Doch jetzt ist wirklich Schluss. Drei Hurrikane hat er überstanden, ist 40 verschiedene Schiffe gefahren, vom Tanker bis zum Frachtschiff. Hat es denen bewiesen, die ihn für nicht mehr seetauglich einstufen wollten, als er sich 1960 an Bord der "Cap Ortegal" einige Finger der rechten Hand an einer Eisentür einklemmte.
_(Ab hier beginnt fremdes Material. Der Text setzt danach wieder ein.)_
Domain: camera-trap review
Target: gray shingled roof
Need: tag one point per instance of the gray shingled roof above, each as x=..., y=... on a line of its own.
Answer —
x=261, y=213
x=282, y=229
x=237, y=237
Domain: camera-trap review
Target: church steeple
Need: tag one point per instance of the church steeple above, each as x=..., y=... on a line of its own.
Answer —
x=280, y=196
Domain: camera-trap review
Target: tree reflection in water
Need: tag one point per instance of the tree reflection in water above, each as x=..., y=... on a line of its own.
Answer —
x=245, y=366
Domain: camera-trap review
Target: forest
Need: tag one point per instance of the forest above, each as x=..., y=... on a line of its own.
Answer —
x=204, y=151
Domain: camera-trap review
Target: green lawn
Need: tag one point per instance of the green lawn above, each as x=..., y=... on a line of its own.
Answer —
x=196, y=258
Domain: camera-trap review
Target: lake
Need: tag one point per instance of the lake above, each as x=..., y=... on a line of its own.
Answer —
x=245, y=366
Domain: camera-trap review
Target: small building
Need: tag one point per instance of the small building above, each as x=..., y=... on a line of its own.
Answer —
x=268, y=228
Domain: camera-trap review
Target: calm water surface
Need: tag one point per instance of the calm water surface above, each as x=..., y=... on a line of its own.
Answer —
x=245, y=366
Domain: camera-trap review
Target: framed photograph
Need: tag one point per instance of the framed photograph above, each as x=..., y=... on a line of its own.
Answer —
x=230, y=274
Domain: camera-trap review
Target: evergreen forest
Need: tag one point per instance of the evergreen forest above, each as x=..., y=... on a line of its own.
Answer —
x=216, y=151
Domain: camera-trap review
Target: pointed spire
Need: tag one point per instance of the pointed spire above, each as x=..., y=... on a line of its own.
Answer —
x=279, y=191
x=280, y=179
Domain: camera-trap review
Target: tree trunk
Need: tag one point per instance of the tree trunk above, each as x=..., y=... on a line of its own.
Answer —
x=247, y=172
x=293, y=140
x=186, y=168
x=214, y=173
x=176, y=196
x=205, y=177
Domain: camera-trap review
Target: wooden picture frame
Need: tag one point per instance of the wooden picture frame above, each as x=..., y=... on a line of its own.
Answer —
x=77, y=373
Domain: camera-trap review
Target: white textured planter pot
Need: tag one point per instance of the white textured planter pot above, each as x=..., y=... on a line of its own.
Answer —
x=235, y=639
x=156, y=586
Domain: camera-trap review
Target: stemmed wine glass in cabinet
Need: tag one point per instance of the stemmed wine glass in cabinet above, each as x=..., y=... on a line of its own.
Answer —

Hat es Ende der 70er-Jahre ertragen, dass ein junger Mann seiner Mannschaft freiwillig über Bord ging. Und die Veränderungen seines Berufs in den letzten Jahren missbilligend verfolgt: "Heute ist man nur noch zu fünf Prozent Kapitän. Und zu 95 Prozent Verwaltung."

Wenn er heute nach der Übergabe mit seinem Nachfolger von Bord geht und nach Buxtehude fährt, hat er schon Pläne im Kopf: "Deutschland kennenlernen mit dem Auto". Aquarelle zeichnen. Und mit der HVV-Karte auf einer Hafenfähre den Hamburger Hafen mal aus einer ganz anderen Perspektive sehen.

In ihrem neuen Buch "Wellenbrecher - Kapitäne erzählen ihre besten Geschichten" (Ankerherz Verlag, 248 Seiten, 29,90 Euro), das gerade erschienen ist, haben Autor Stefan Krücken und Fotograf Achim Multhaupt die Erinnerungen von 25 Kapitänen zusammengefasst. Darunter ist auch Niels Callsen.